Por un momento tuve una sensación de irrealidad. La boca de ella tenía un rictus colérico. Lo había dicho de una manera tajante, con la determinación sombría de alguien ganado para una causa fanática, que no admite ninguna contradicción. Pero apenas un instante después rompió a llorar, en un murmullo apagado, con espasmos silenciosos, como si el esfuerzo de haber llegado hasta ahí la hubiera extenuado. Sacó un pañuelo de su cartera y lo estrujó en su puño después de secarse los ojos. Cuando se repuso su voz sonaba otra vez como antes, controlada, extrañamente calma y distante.

– Mi hermano trabajaba en esa época en la guardia hospitalaria de la cárcel. Parece que fue ahí donde conoció a la mujer de este preso. Por desgracia tuvo algo con ella; los dos creían que estaban seguros porque este hombre debía cumplir una cadena perpetua. Nunca se imaginaron que tendría un arreglo con los guardias para salir a robar. Hubo un gran escándalo cuando todo salió a la luz. Los de Asuntos Internos tuvieron que hacer una investigación exhaustiva. Fue entonces cuando descubrieron las cartas. Alguien le había estado enviando al preso cartas anónimas a la prisión, donde le contaba detalles de los encuentros entre mi hermano y su mujer. Las cartas están en el expediente judicial y yo pude verlas. La escritura está desfigurada, por supuesto. Con faltas de ortografía y errores gramaticales bien estudiados. Pero Kloster me dictó a mí durante casi un año y no hubiera podido engañarme. Era el estilo de él. Unas cartas minuciosas, deliberadas, con detalles hirientes. Pensadas línea por línea para enloquecer y humillar a cualquier hombre. Las escenas… f í sicas eran seguramente inventadas, pero daba datos muy precisos del bar donde se encontraban, de la ropa que llevaba ella cada vez, de cómo se burlaban entre los dos de él. Esas cartas fueron en realidad el arma del crimen. Y el que las escribió fue el verdadero asesino.
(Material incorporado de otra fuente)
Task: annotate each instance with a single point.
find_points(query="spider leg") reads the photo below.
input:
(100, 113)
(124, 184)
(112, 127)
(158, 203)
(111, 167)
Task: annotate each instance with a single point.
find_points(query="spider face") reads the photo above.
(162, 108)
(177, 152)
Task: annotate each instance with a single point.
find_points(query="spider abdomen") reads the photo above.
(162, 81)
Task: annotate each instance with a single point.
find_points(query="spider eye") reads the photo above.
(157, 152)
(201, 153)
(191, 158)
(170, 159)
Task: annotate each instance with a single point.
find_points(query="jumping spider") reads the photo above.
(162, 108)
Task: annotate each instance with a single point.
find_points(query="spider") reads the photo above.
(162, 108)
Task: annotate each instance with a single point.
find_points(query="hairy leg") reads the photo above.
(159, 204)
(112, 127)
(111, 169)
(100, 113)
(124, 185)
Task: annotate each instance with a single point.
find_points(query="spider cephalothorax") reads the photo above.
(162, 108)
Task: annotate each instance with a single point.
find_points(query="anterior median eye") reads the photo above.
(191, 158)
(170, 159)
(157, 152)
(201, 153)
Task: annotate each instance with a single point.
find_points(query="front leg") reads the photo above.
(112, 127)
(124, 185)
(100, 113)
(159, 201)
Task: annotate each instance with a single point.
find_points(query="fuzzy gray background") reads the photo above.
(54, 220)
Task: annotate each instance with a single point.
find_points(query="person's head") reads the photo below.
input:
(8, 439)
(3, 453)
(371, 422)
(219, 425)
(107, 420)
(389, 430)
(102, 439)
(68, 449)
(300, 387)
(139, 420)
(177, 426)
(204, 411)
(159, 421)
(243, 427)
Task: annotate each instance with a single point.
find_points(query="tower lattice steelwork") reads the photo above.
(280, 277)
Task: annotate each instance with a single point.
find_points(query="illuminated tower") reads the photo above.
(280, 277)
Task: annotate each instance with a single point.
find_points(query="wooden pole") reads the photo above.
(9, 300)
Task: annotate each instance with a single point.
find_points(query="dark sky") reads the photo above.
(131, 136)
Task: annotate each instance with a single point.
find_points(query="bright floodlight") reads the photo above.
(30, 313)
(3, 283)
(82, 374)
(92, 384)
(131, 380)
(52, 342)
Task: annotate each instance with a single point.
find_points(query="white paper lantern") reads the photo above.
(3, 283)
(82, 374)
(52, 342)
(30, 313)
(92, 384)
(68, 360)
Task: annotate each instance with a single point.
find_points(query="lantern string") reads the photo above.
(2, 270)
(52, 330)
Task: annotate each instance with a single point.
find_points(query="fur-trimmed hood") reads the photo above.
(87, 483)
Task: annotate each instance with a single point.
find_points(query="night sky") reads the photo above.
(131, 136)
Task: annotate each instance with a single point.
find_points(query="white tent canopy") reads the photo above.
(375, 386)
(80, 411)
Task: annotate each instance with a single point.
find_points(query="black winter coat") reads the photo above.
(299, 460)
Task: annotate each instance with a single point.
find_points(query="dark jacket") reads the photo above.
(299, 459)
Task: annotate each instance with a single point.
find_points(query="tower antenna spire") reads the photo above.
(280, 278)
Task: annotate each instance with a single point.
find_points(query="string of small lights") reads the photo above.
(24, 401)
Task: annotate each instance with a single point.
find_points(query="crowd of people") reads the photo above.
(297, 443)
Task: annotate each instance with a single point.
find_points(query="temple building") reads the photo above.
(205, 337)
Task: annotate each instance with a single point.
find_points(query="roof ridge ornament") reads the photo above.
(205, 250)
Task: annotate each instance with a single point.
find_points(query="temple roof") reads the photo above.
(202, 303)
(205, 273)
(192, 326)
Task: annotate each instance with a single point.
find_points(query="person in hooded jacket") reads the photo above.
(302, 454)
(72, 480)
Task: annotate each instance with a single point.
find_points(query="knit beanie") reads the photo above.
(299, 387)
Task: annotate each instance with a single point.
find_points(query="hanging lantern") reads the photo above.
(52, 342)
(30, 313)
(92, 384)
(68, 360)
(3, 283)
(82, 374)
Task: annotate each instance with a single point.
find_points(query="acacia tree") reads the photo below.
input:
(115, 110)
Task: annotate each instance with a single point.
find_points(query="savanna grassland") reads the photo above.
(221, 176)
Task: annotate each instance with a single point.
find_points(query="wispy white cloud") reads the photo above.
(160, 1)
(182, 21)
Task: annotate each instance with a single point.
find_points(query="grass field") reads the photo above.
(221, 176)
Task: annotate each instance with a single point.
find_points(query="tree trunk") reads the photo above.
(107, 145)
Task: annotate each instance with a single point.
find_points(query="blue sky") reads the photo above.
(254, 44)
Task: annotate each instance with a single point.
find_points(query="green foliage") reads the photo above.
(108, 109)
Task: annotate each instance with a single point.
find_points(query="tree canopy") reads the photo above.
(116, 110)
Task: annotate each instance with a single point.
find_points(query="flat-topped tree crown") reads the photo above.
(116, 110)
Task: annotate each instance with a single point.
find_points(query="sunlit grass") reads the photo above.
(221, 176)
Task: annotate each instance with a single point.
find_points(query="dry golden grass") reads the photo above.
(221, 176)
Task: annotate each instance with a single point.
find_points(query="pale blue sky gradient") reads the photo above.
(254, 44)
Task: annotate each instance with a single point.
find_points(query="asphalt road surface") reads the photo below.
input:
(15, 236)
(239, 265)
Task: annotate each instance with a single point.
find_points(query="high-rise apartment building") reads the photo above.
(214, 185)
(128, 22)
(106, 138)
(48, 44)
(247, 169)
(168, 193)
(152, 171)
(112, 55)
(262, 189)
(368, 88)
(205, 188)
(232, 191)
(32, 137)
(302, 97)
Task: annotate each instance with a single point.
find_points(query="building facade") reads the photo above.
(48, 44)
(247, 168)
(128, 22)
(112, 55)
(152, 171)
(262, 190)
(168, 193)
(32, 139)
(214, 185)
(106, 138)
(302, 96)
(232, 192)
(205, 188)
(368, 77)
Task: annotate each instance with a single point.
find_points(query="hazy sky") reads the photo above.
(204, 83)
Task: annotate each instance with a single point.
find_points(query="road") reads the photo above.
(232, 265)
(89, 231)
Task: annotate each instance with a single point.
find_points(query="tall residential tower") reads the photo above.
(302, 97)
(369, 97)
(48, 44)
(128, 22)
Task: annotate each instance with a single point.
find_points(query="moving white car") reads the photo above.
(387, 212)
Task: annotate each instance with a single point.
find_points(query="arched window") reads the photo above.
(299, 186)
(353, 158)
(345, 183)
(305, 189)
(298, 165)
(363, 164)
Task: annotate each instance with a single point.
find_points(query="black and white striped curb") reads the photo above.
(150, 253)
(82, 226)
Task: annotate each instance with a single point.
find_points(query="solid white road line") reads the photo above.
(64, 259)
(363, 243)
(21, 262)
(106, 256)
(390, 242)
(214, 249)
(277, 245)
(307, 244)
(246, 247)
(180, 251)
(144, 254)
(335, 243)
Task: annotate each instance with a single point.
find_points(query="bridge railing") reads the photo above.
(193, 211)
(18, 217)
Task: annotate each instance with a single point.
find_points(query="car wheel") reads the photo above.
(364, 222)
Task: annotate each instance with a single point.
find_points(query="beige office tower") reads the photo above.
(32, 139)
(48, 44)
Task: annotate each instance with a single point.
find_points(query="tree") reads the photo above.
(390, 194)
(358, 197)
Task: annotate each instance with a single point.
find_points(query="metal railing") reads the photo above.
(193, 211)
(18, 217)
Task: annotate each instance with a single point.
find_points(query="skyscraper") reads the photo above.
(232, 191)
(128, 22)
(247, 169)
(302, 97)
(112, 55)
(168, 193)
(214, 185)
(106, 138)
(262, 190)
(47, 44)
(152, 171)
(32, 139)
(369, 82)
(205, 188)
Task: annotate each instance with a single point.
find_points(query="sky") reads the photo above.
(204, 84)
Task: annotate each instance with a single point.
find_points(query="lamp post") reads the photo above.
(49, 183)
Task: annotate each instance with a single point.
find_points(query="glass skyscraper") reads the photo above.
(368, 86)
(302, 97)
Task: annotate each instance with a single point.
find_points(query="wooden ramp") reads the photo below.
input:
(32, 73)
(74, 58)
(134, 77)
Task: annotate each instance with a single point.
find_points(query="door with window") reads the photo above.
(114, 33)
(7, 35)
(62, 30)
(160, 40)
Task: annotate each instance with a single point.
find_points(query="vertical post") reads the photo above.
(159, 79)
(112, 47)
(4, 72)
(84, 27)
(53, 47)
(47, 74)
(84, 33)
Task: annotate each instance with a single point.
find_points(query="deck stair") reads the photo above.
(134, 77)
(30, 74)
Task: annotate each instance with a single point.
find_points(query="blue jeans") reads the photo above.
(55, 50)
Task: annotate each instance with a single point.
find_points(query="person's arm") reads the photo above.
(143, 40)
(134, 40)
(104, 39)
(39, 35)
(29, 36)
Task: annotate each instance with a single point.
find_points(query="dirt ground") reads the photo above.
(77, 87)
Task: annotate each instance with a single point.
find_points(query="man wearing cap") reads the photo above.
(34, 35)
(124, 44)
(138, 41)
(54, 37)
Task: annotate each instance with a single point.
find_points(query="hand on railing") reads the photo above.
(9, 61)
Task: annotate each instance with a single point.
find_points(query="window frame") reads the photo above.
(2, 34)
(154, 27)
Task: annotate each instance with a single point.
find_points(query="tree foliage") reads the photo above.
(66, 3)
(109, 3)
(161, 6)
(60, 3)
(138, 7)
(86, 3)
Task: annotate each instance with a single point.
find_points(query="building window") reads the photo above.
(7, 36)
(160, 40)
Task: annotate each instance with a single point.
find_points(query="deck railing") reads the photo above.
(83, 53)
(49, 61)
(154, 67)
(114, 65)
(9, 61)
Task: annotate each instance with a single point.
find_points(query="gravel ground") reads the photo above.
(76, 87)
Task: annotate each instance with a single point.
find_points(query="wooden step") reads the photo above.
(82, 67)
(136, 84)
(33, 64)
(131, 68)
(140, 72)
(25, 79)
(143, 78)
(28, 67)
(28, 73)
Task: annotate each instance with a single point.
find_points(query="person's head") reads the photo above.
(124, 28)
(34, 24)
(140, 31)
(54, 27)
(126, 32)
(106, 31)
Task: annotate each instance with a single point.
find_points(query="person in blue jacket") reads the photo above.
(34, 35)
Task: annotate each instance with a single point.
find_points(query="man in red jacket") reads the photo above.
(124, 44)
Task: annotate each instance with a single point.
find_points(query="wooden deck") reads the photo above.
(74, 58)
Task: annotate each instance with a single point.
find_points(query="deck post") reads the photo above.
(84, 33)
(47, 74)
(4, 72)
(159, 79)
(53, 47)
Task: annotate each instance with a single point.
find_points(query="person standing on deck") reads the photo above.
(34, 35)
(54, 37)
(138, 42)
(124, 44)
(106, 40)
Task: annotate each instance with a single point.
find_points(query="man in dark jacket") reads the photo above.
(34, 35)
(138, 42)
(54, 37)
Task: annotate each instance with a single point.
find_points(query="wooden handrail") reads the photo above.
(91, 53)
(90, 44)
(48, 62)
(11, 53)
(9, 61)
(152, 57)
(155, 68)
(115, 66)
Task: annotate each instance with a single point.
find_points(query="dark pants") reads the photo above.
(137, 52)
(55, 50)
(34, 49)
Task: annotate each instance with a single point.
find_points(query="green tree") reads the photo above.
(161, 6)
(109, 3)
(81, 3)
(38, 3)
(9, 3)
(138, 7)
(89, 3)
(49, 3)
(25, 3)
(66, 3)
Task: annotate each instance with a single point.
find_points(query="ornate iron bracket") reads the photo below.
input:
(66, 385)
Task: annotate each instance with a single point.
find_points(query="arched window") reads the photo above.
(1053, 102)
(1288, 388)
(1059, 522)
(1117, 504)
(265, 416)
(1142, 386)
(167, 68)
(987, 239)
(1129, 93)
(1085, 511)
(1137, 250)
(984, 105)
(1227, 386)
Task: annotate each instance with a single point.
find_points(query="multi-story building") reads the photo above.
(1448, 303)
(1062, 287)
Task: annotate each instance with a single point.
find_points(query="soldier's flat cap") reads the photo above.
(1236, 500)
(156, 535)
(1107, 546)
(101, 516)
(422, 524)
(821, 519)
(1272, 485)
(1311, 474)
– ¿Le dijiste algo de esto en ese momento a la policía?

– Pedí hablar con el jefe a cargo de la causa: el comisario Ramoneda. Un hombre que parecía al principio muy amable y dispuesto a escuchar. Le conté todo: el juicio, la muerte de Ramiro, el envenenamiento de mis padres, los rastros que había reconocido del estilo de Kloster en esas cartas anónimas. Me escuchó sin decir ni una palabra, pero me di cuenta de que no le gustaba la dirección que podía tomar todo el asunto si decidía tomarme en serio. Para ellos, al fin y al cabo, era un caso claro y cerrado. Creo que temía sobre todo que pudieran acusarlo, en medio de aquel escándalo, de querer desviar la culpa del servicio penitenciario. Me preguntó si entendía la gravedad de la acusación que estaba haciendo y la ausencia absoluta de pruebas en todo lo que le había dicho. Pero anotó de todos modos el nombre de Kloster y me dijo que enviaría a uno de sus hombres para hablar con él. Pasaron dos o tres días y recibí un llamado para que volviera a su despacho. Apenas entré me di cuenta de que algo había cambiado en él. Me hablaba con un tono entre paternal y amenazador. Me dijo que de acuerdo a lo delicado que era el caso y a todo lo que estaba en juego había decidido ir él mismo a visitar a Kloster, porque no podía permitirse dejar ninguna pista suelta, por absurda que pudiera parecer. Kloster había tenido, me dijo, una deferencia especial: estaba por salir a una recepción en la Embajada Francesa y de todas maneras se había hecho un tiempo para recibirlo en su estudio. No me contó nada sobre la entrevista pero era evidente que Kloster se las había arreglado para impresionarlo: seguramente terminaron hablando de sus novelas policiales. Antes de que yo pudiera hacerle ninguna pregunta sacó una hoja manuscrita con mi letra que puso sobre el escritorio y que reconocí de inmediato. Era una carta que yo le había enviado a Kloster después de la muerte de mis padres. Una carta donde le pedía perdón por haber iniciado esa demanda.